Des mesures filière par filière
Au-delà des propositions générales, les travaux de la mission ont permis de faire émerger un certain nombre de mesures par filière, sur lesquelles la très grande majorité des acteurs auditionnés, voire la totalité, ont réussi à s’accorder :
– dans la filière visuelle, une expérimentation permettant aux orthoptistes de se voir déléguer davantage de tâches par les ophtalmologistes gagnerait à être mise en œuvre dans les territoires où la densité d’ophtalmologistes est faible ;
– dans la filière auditive, les audioprothésistes pourraient jouer un rôle plus important au sein de structures médicales, tout en gardant à l’esprit la nécessité de séparer les actes de prescription et les actes de vente pour les dispositifs d’audioprothèses ;
– dans la filière de la santé mentale, une meilleure coordination entre les professionnels est possible.

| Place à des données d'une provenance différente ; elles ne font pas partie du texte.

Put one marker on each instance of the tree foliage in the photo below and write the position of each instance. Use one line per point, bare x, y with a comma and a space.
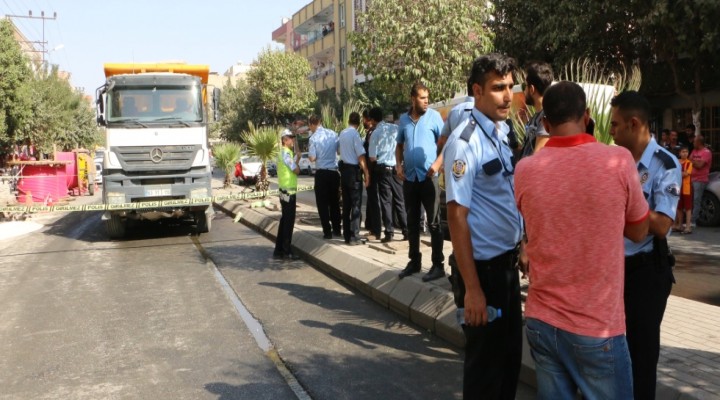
15, 79
279, 86
398, 42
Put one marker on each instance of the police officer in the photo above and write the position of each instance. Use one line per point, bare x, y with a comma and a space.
287, 182
352, 155
382, 156
323, 151
486, 227
648, 269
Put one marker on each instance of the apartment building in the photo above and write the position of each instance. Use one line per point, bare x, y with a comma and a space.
318, 32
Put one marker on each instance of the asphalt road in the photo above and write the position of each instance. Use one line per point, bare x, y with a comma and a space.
149, 317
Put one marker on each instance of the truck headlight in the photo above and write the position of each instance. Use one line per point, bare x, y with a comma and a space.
115, 198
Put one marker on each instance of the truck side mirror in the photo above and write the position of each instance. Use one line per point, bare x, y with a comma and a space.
216, 103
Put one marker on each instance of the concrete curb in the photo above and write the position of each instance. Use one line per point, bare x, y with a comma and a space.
428, 306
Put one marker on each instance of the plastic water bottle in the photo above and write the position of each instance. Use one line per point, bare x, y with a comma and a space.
493, 314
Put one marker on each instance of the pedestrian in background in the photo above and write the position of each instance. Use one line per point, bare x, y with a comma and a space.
288, 170
372, 208
415, 154
352, 171
390, 193
575, 295
323, 151
648, 269
485, 228
701, 159
538, 77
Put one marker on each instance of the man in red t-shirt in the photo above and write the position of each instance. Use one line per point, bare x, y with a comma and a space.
701, 158
576, 253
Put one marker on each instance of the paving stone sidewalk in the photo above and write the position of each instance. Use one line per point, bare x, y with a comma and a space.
690, 356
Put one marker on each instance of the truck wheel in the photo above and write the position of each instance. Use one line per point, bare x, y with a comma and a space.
203, 221
115, 227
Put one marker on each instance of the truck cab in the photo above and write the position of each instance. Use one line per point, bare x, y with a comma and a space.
157, 163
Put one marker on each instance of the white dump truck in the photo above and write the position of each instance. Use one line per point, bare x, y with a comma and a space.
156, 159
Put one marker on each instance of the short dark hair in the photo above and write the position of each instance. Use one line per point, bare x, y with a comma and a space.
632, 104
354, 118
417, 87
539, 74
375, 114
494, 62
564, 102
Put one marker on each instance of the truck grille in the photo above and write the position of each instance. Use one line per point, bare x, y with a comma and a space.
154, 158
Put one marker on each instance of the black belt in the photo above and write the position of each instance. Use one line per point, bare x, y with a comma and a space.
640, 259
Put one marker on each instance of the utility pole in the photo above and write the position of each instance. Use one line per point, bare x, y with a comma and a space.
43, 18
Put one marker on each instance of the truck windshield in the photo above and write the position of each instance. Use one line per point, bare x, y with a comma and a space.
148, 104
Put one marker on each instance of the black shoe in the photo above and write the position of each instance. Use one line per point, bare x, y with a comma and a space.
436, 272
410, 269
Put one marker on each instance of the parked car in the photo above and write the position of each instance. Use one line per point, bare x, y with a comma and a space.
248, 169
271, 168
710, 203
307, 167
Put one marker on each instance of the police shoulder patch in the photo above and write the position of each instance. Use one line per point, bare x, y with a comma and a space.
459, 168
673, 189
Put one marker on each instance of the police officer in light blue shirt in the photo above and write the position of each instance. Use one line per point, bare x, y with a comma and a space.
485, 228
648, 265
416, 151
382, 152
323, 151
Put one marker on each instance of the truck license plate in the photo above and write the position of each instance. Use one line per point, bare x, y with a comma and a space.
157, 191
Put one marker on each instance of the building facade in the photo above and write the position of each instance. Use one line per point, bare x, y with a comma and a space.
319, 33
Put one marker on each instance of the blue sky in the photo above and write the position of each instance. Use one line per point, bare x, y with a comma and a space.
93, 32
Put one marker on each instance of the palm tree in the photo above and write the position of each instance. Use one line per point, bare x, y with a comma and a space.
262, 142
226, 155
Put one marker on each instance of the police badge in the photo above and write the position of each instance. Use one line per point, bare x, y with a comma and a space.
459, 167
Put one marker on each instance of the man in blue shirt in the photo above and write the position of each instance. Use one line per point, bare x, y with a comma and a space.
648, 269
485, 228
382, 154
354, 167
415, 154
323, 151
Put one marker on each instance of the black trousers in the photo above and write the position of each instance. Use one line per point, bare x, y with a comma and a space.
372, 209
647, 288
351, 179
493, 353
327, 184
287, 224
392, 199
418, 195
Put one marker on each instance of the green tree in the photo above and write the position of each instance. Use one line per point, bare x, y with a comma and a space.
398, 42
279, 87
15, 78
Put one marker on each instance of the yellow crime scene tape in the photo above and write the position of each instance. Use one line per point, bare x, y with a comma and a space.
145, 204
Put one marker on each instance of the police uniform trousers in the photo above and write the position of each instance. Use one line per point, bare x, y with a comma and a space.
647, 288
287, 224
327, 199
493, 353
392, 200
419, 195
372, 209
351, 178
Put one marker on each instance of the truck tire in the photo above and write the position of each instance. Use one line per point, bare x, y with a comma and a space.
203, 221
115, 227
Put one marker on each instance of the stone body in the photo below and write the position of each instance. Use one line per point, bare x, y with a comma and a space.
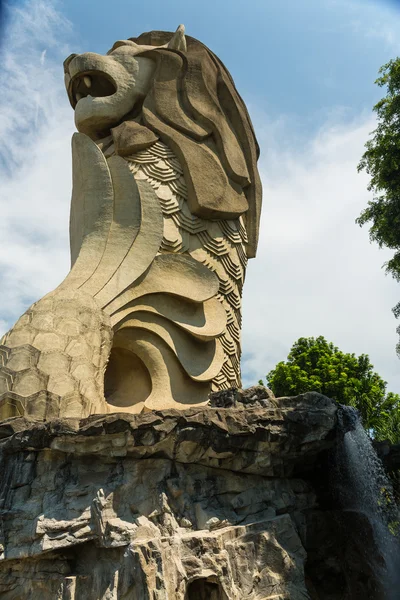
165, 505
164, 216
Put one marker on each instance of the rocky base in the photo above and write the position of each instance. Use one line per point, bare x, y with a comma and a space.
163, 505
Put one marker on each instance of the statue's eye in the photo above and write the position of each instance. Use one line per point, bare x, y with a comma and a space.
121, 43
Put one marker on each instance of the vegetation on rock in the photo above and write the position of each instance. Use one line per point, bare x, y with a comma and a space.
313, 364
381, 161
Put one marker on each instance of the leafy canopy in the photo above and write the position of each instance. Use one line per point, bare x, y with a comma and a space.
381, 161
313, 364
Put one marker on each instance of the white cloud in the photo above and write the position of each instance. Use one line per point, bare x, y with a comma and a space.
316, 272
36, 123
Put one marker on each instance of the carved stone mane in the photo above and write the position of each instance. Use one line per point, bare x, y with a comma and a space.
164, 215
196, 110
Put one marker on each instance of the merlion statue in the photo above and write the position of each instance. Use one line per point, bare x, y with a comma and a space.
164, 215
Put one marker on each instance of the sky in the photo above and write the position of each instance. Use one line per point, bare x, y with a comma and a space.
306, 70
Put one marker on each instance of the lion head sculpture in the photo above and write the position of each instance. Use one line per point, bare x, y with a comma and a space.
176, 87
164, 215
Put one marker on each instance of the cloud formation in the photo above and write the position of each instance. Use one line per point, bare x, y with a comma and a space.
316, 272
35, 126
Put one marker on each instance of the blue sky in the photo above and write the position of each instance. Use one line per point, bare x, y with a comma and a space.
306, 69
295, 57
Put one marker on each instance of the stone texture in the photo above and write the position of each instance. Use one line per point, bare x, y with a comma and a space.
163, 505
165, 209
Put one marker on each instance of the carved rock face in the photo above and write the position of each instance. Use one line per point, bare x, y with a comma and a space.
103, 89
164, 215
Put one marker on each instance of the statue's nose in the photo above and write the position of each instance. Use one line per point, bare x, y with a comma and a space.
67, 61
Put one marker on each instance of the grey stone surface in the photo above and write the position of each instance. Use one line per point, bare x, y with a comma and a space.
162, 505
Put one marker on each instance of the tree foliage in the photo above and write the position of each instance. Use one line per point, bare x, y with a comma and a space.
313, 364
381, 161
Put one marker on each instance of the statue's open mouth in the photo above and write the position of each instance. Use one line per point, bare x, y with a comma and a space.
90, 83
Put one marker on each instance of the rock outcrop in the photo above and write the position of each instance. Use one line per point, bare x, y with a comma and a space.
203, 503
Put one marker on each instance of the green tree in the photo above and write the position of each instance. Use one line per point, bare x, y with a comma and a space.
313, 364
381, 161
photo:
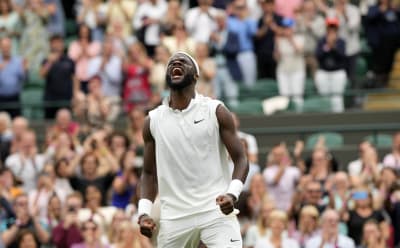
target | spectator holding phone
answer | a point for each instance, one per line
(362, 212)
(67, 233)
(281, 177)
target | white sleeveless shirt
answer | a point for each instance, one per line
(192, 161)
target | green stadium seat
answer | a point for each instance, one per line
(380, 140)
(249, 106)
(309, 87)
(332, 140)
(32, 103)
(317, 104)
(362, 67)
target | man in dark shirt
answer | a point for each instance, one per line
(12, 76)
(331, 77)
(58, 70)
(265, 40)
(25, 218)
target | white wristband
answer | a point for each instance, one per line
(235, 188)
(144, 207)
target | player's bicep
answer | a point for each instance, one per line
(149, 158)
(228, 133)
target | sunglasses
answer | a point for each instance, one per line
(91, 228)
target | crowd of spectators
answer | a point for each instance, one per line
(79, 187)
(124, 45)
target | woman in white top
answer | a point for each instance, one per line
(291, 70)
(278, 222)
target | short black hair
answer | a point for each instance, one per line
(55, 37)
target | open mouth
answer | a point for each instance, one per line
(177, 73)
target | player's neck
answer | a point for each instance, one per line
(180, 99)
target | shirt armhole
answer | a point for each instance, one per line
(213, 106)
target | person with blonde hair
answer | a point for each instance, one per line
(308, 225)
(277, 223)
(260, 229)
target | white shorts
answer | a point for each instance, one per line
(213, 228)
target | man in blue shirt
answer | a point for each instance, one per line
(245, 27)
(12, 75)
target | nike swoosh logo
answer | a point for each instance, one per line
(195, 122)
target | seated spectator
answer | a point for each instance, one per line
(321, 169)
(349, 24)
(24, 219)
(158, 70)
(67, 232)
(91, 165)
(125, 184)
(281, 177)
(338, 197)
(92, 14)
(382, 26)
(121, 40)
(13, 71)
(27, 163)
(179, 40)
(259, 230)
(91, 235)
(54, 212)
(56, 21)
(278, 223)
(268, 28)
(147, 23)
(81, 51)
(331, 78)
(108, 66)
(287, 8)
(372, 236)
(355, 167)
(120, 11)
(98, 110)
(18, 127)
(58, 71)
(291, 74)
(311, 24)
(310, 194)
(198, 22)
(393, 159)
(26, 238)
(40, 195)
(205, 82)
(172, 15)
(10, 24)
(136, 90)
(34, 45)
(363, 211)
(225, 45)
(5, 136)
(308, 225)
(245, 27)
(63, 124)
(250, 139)
(330, 236)
(9, 188)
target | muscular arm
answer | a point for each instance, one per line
(233, 145)
(148, 189)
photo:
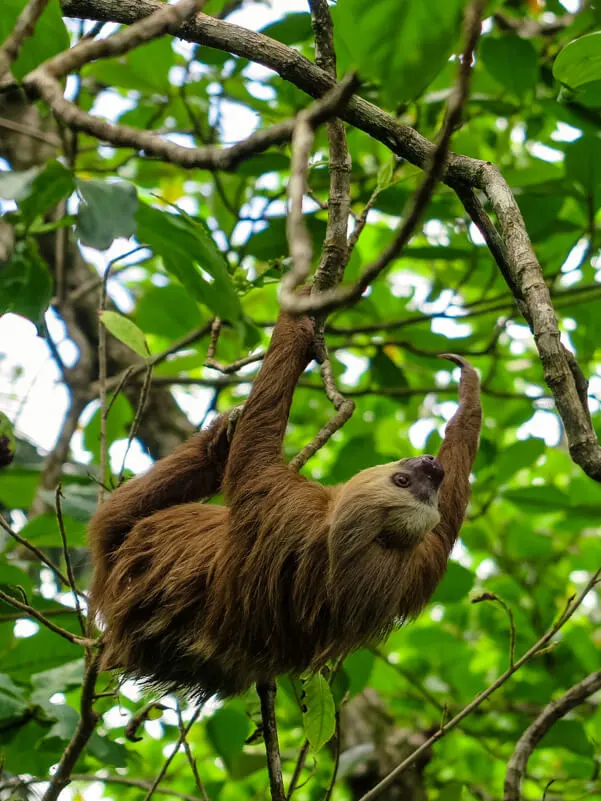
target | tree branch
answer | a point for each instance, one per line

Trois expériences de terrain pourraient utilement inspirer d’autres territoires : il s’agit des dispositifs de soins partagés mis en place dans les Yvelines Sud, à Créteil et à Toulouse ;
– dans la filière du soin, la coopération entre aides-soignants et infirmiers doit s’accroître, tout particulièrement dans le secteur libéral, pour assurer le virage domiciliaire et faire face au vieillissement de la population. Le rapport préconise ainsi de permettre à des aides‑soignants de travailler sous statut libéral, et non plus seulement salarié, au sein de cabinets d’infirmiers libéraux et sous la responsabilité de ces infirmiers ;
– dans la filière bucco-dentaire, l’ensemble des acteurs appellent de leurs vœux la création d’un statut d’assistant dentaire de niveau II, permettant de larges délégations de tâches, auquel les assistants de niveau I pourraient accéder après une certaine durée d’expérience et une formation ;
– dans la filière de l’anesthésie, les IADE pourraient être davantage reconnus dans le code de la santé publique et leurs compétences élargies, dans le cadre des protocoles de coopération, à d’autres champs que l’anesthésie (notamment aux unités d’accès vasculaires, aux urgences, ou au post‑opératoire) ;
– l’ensemble des professionnels intervenant auprès des enfants gagneraient à être mieux coordonnés. Pour cela, plusieurs pistes peuvent être étudiées, parmi lesquelles le développement de l’exercice des infirmières puéricultrices en ville et l’élaboration d’axes « santé de l’enfant » au sein des CPTS, intégrant la protection maternelle et infantile (PMI) et la santé scolaire.
- Compte-tenu des délais impartis et du nombre de professions concernées, la mission n’a pu investiguer les problématiques de l’ensemble des professionnels de santé. Le rapporteur a centré ses travaux sur les professionnels paramédicaux du livre III de la quatrième partie du code de la santé publique.